Diffraction occurs in the form of Bragg reflections, that are seen as bright spots on the detector. Ideally, we can index these, find the crystal lattice, and integrate their intensities by box summation or profile fitting at predicted positions, while subtraction (incoherent) background scattering [1]. However, reflections can also have low intensities (weak), especially at high resolutions, and we have to find the best way of recording their intensities accurately.

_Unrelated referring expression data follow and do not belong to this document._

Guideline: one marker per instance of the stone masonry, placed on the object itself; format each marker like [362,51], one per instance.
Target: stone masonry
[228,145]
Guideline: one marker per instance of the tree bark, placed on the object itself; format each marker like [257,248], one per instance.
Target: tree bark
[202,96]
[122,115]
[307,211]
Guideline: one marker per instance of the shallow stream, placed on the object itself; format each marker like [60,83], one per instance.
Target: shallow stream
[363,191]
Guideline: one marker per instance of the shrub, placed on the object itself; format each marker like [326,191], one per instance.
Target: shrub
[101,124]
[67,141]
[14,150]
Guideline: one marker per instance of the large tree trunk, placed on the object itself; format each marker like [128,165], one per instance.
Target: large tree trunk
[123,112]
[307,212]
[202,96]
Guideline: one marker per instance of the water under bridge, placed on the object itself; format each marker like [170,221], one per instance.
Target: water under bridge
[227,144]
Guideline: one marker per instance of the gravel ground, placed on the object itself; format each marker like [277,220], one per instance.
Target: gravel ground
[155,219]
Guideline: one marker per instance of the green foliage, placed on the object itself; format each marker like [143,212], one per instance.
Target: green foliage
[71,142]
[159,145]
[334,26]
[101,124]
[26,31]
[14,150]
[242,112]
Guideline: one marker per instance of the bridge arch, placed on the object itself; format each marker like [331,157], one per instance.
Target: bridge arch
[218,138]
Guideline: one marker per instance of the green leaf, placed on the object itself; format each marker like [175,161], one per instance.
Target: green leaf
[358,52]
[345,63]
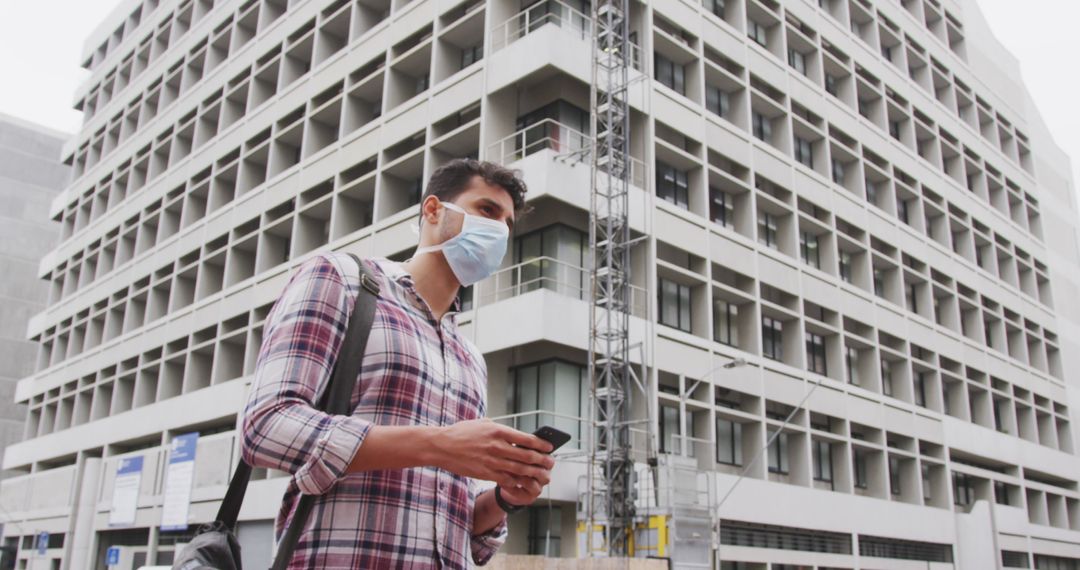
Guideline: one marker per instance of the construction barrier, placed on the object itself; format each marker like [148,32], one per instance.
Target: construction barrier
[502,561]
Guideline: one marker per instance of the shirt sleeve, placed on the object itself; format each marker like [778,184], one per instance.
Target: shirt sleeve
[485,545]
[282,428]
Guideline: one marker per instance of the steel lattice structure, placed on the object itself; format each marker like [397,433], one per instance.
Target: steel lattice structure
[609,323]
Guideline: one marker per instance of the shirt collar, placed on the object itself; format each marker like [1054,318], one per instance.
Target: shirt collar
[395,271]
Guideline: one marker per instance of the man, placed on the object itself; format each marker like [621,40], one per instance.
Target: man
[395,479]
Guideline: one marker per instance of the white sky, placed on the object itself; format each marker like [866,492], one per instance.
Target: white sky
[41,43]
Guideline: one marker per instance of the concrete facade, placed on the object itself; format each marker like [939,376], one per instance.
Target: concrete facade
[856,198]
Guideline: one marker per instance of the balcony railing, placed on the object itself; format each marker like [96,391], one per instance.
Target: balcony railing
[542,13]
[552,274]
[549,134]
[578,24]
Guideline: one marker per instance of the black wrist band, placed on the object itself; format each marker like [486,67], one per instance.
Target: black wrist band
[503,504]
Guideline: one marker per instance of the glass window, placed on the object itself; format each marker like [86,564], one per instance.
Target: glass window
[553,387]
[804,151]
[894,479]
[846,266]
[767,229]
[851,360]
[757,32]
[726,323]
[670,73]
[822,460]
[815,354]
[674,304]
[545,530]
[717,102]
[809,248]
[797,60]
[721,207]
[886,377]
[728,442]
[471,55]
[552,258]
[670,430]
[859,466]
[772,338]
[778,452]
[672,185]
[763,126]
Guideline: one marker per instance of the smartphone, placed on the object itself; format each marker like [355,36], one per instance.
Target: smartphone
[556,437]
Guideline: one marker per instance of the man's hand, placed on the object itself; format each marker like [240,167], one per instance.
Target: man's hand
[483,449]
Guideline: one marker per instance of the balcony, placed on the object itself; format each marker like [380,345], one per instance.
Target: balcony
[564,141]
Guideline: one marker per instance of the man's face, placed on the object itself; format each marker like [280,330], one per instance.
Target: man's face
[478,199]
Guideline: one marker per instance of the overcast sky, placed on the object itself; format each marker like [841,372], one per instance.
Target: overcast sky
[41,42]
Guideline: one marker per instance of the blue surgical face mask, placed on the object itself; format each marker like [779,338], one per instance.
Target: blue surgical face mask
[476,252]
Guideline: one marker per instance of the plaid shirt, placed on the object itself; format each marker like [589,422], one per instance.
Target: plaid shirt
[416,371]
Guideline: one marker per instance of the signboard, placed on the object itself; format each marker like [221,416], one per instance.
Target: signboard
[178,478]
[125,491]
[112,556]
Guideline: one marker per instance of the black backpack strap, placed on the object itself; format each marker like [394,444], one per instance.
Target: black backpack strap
[338,394]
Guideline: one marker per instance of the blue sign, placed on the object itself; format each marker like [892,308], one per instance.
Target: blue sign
[184,448]
[112,556]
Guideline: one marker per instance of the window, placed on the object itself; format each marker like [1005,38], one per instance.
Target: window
[672,185]
[763,126]
[797,60]
[859,466]
[554,259]
[778,452]
[815,354]
[902,211]
[886,378]
[757,32]
[963,489]
[851,360]
[920,389]
[717,102]
[670,430]
[1000,493]
[810,249]
[674,304]
[822,460]
[728,442]
[894,482]
[721,207]
[545,530]
[832,85]
[726,323]
[846,266]
[772,338]
[554,387]
[838,172]
[551,126]
[471,55]
[804,151]
[670,73]
[767,229]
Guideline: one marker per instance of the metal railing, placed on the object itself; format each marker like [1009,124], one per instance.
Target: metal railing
[552,274]
[549,134]
[540,14]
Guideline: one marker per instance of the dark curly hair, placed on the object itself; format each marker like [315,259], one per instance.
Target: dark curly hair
[450,179]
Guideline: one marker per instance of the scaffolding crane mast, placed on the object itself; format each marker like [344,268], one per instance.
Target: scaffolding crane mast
[611,486]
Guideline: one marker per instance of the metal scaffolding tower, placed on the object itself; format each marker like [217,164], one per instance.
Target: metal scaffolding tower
[610,498]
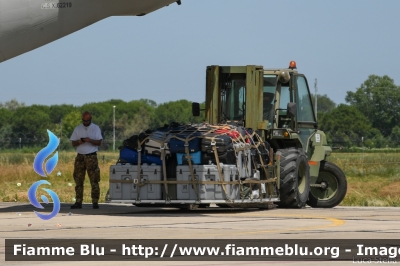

Data collection strategies usually consist of different scans made possible by use of the goniometer of the diffraction equipment. The aim is to achieve large redundancy of the data by letting reflections traverse in different ways through the Ewald sphere. This reduces systematic errors in the processed Bragg intensities. However, it requires that geometrical corrections such as the Lorentz and polarization and absorption corrections are applied. Particular attention will be given to scaling the reflection data and the estimation of standard deviations.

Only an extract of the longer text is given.